Setiap saya berstatemen tentang pentingnya penguasaan Bahasa Arab, ada saja mereka yang datang menentang. Islam itu bukan Arab-lah, yang penting semangatnya-lah, dan 1001 alasan tidak penting lainnya, tapi intinya sama saja : BELAJAR BAHASA ARAB ITU NYARIS HARAM.
Jadi maunya itu kita tetap jadi nasionalis sejati yang selalu menjaga jati diri bangsa, dengan cara tetap setia sampai mati hanya mau baca buku yang berbahasa Indonesia saja. Kalau yang bahasa Arab itu dianggap terlalu menurut kepentingan asing.
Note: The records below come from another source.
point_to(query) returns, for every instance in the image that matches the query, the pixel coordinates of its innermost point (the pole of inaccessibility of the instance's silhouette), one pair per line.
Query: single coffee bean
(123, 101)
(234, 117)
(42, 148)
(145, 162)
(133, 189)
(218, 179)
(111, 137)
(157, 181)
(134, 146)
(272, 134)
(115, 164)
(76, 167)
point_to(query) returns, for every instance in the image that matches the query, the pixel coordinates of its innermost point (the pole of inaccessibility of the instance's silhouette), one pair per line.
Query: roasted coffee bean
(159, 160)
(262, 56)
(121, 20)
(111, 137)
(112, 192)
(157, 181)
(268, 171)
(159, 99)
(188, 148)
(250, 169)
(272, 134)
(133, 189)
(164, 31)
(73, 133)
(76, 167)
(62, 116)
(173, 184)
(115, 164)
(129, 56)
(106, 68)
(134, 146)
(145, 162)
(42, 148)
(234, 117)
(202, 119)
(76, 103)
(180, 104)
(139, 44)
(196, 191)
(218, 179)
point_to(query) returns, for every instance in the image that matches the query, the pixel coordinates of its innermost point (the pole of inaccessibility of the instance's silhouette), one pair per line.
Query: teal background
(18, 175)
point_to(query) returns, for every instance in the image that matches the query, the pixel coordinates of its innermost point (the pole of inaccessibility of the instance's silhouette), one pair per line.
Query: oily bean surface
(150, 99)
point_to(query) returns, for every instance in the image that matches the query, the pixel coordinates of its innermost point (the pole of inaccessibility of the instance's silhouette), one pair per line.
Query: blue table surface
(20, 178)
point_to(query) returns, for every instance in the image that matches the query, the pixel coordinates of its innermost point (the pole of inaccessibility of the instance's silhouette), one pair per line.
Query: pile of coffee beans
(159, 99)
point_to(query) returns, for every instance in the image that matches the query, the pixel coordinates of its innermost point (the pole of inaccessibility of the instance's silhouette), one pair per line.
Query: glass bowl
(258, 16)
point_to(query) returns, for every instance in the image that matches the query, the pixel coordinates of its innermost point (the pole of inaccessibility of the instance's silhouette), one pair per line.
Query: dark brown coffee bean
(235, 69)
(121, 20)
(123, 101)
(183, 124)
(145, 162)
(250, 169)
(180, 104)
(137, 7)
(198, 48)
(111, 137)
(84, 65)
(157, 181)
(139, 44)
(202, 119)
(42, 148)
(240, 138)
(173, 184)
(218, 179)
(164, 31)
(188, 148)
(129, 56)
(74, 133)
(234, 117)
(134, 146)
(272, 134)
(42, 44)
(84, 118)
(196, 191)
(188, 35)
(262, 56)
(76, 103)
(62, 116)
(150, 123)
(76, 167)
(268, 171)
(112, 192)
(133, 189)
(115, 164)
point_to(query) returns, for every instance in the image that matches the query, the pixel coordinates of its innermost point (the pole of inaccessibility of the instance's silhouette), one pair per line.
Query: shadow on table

Prinsipnya, lebih baik baca terjemahan walaupun beresiko salah terjemah, dari pada sedikit upaya berkorban agar bisa melek bahasa Arab. Saya kok jadi agak curiga, kenapa sampai sekeukeuh itu mereka yang anti dengan bahasa Arab.
Tapi oke lah saya paham bahwa belajar bahasa Arab itu memang tidak mudah. Oke lah kita batasi literatur berbahasa Indonesia saja. Soalnuya banyak yang tersinggung kalau saya senggol masalah kemampuan berbahasa Arab.
Tetap saja banyak tokoh agama, walau pun berpendidikam tinggi dan punya gelar sederet, tapi tetap minim karya tulis dan jarang baca. Kecuali mungkin baca 'status'. Apalagi yang awam-awam seperti kita-kita.
Memang ada juga sih geliat untuk menulis karya berbau Islam, misalnya munculnya para penulis cerpen, novel, kisah-kisah fiksi islami. Itu pun sudah sangat kita syukuri. Harapannya ke depan bisa untuk batu loncatan. Semoga bisa terpenuhi.
Tapi jelas sekali bahwa tujuan Nabi SAW memerintahkan baca tulis bukan biar umatnya suka baca novel atau gemar kisah fiksi. Tapi untuk menuangkan begitu banyak limpahan ilmu pengetahuan, baik ilmu-ilmu keislaman, atau pun ilmu umum, sains dan lainnya.
Agak mengkhawatirkan memang kalau mencermati parahnya kondisi keilmuan umat Islam. Di tengah eforia semangat keislaman, ingin memajukan umat, ingin lebih unggul dari umat lain, tapi budaya literasinya dibiarkan tak terurus.
Lembaga pendidikannya pun kurang sejalan dengan semangat membangun peradaban baca tulis. Para santri dan siswanya kurang termotivasi untuk pandai menulis dan rajin membaca. Yang lebih banyak porsinya malah budaya hafalan.
Bagus sih, kan yang dihafal itu Al-Quran, hadits dan mahfuzhat. Tapi kalau disuruh sebutkan nama-nama kitab karya para ulama, ya langsung pada tawadhu'. Jangankan lulusan dan alumninya, guru dan dosennya pun kurang lebih sama saja.
Dengar judulnya saja pun baru tumben, apalagi baca isinya. Begitu dibuka, lho kok gundul tidak ada barisnya? Salah cetak ya?